September 8, 2021
To commemorate the 20th anniversary of the 9/11 attacks, TrapWire has reached out to some of our team members to discuss what they were doing on that day. The following is from our Director of Business Development, Mike Maness, who spent almost two-decades as a Senior Case Officer and Field Manager for CIA.
On September 11, 2001, I was serving as the DCOS in an overseas post, where I was also the primary liaison officer for the host country’s counterterrorism unit. Most of that day had been a blur of frantic STU-III calls, Flash Action cables, and meeting after meeting with the Ambassador and the RSO…all interspersed with clips coming across CNN of the horror (and fear) of what had happened in New York, DC and Shanksville.
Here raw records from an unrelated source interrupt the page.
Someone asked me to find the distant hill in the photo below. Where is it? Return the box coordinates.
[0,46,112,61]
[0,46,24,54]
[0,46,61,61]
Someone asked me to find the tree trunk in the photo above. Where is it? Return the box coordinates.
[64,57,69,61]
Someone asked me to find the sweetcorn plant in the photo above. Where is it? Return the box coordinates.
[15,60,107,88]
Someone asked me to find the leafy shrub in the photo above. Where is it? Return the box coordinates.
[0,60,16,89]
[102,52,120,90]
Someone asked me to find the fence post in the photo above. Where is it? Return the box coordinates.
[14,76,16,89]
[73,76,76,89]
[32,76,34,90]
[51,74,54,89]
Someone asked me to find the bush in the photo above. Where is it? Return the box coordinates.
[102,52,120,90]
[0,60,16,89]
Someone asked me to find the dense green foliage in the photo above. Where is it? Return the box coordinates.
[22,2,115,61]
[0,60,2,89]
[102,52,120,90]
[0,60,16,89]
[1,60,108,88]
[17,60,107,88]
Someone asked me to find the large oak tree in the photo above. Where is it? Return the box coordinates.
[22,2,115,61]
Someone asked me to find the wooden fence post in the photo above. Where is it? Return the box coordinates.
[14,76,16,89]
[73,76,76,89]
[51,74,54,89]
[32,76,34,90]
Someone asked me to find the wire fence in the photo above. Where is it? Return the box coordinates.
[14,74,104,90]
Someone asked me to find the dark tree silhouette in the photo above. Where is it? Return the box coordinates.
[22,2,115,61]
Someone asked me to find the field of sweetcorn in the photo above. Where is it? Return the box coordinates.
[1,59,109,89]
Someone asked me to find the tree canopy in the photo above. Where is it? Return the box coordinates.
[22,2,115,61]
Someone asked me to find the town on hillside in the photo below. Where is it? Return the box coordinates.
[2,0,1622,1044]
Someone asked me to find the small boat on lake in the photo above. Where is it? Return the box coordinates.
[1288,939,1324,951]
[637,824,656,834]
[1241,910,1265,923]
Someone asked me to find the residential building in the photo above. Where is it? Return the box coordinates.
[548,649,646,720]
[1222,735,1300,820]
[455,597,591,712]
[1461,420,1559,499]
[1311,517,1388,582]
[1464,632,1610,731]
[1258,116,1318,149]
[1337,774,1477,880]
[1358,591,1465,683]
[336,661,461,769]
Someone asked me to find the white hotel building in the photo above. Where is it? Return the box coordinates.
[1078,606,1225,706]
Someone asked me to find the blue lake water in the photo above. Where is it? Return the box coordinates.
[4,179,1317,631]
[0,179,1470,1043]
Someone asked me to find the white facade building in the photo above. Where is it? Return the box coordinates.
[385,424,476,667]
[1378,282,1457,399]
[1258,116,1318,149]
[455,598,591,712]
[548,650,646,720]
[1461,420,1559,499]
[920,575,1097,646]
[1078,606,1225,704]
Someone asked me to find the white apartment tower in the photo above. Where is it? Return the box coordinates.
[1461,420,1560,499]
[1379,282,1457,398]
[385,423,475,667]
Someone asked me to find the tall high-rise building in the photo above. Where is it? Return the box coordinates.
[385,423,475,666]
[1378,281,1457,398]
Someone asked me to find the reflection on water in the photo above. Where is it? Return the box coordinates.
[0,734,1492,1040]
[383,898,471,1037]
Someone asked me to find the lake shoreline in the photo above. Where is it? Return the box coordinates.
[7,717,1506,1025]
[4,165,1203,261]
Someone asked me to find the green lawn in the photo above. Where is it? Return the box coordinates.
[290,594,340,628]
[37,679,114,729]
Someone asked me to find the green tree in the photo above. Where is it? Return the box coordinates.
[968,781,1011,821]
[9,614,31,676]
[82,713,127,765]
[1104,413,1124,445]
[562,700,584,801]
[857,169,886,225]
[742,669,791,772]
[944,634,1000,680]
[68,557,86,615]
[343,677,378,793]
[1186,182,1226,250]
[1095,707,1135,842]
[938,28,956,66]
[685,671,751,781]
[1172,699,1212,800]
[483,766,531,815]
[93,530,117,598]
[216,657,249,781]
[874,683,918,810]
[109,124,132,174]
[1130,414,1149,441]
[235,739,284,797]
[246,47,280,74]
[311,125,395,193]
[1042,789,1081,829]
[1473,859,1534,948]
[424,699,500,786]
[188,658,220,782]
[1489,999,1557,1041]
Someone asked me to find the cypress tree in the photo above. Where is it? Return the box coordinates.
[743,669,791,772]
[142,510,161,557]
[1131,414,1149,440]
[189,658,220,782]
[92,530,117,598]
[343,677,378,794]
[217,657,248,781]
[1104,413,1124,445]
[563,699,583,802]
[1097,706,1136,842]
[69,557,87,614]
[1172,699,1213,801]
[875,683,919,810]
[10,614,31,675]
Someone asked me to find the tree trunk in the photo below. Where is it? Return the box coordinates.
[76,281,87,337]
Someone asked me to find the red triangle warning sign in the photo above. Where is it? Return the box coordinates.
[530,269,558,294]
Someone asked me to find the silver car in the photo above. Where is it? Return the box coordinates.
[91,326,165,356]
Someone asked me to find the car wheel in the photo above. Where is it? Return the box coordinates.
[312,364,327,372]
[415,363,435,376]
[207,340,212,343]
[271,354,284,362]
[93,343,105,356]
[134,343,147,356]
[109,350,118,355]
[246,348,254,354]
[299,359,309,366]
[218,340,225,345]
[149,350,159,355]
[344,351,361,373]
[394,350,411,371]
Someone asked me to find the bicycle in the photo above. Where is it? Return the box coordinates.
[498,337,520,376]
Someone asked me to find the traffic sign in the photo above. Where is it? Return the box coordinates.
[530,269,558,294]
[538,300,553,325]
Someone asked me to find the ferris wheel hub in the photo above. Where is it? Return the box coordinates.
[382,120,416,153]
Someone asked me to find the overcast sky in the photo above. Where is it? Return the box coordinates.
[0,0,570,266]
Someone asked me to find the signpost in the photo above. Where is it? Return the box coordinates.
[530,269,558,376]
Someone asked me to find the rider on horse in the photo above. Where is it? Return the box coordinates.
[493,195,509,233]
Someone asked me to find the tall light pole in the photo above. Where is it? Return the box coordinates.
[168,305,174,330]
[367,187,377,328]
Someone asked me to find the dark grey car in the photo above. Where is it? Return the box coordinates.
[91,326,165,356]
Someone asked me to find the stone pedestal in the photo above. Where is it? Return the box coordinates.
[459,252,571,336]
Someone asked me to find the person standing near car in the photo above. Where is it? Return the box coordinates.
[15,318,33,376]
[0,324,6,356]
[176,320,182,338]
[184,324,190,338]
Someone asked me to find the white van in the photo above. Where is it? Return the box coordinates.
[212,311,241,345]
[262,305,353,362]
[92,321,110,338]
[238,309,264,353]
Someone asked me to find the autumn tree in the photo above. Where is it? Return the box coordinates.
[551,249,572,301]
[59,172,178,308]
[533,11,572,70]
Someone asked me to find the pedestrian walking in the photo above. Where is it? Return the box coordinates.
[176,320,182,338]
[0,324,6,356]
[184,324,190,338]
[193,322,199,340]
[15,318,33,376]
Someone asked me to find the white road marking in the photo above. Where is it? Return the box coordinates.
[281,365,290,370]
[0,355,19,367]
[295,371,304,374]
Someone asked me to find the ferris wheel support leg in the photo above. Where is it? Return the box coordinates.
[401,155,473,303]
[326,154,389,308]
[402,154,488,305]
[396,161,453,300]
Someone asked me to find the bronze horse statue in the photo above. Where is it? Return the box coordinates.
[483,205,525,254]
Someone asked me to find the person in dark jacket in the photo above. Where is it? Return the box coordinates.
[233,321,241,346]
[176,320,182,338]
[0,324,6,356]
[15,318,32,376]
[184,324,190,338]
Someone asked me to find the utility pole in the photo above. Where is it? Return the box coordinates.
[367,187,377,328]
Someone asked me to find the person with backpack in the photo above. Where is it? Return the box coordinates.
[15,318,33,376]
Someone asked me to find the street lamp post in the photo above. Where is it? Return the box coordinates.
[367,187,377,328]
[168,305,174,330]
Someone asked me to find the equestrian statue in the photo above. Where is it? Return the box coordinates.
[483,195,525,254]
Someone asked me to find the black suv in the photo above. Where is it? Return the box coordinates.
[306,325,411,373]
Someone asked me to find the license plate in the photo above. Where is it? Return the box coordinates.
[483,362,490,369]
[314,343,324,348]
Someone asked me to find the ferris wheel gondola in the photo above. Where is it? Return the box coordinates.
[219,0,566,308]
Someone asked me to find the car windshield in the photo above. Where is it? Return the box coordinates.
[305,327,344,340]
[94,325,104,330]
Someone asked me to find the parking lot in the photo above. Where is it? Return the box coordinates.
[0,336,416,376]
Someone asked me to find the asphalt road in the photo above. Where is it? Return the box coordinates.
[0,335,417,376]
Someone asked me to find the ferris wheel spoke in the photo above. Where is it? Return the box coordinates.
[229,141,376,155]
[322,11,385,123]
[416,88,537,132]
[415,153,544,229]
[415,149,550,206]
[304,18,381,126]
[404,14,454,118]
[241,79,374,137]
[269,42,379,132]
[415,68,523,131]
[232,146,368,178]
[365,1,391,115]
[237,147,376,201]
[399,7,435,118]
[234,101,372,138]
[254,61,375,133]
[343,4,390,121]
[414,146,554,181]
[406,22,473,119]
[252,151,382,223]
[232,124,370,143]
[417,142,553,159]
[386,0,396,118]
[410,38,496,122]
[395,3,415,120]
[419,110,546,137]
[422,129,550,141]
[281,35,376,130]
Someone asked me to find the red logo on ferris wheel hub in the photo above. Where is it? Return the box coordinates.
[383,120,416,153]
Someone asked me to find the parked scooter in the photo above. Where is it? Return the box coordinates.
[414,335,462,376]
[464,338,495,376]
Sometime late that night I was called by the Chief of their national intelligence service and asked to come to their headquarters for a meeting. I was exhausted, and still had numerous unanswered cables and phone calls to deal with, but decided I should head over and at least meet with the liaison to brief them on what I could. An hour later I was walking into their headquarters. Another blackout had once again rendered this part of the city totally dark, but I could see a soft glow of light emanating from the ground floor windows. When I walked through the front doors of the office building I was stunned at what I saw. The entire counterterrorism directorate was assembled there. Some 25-30 people. All of them wearing their best suits or dresses. They were lined up to one side of the long dark hallway, lit by the yellow glow of dozens of candles placed on windowsills. One after the other, they shook my hand and expressed their sorrow and condolences for what had happened in my country. Several of them vowed to do whatever they could to help. I had a lump in my throat as I worked my way down the line. These people owed me nothing. They worked in a cold, dark building that rarely had electricity, for very little money. Most didn’t own cars and had walked from their homes to be at the office that evening. Over the next six months, we worked 16-hour days with this group of dedicated officers in the post-attack investigations. I have never been prouder of any group I worked with.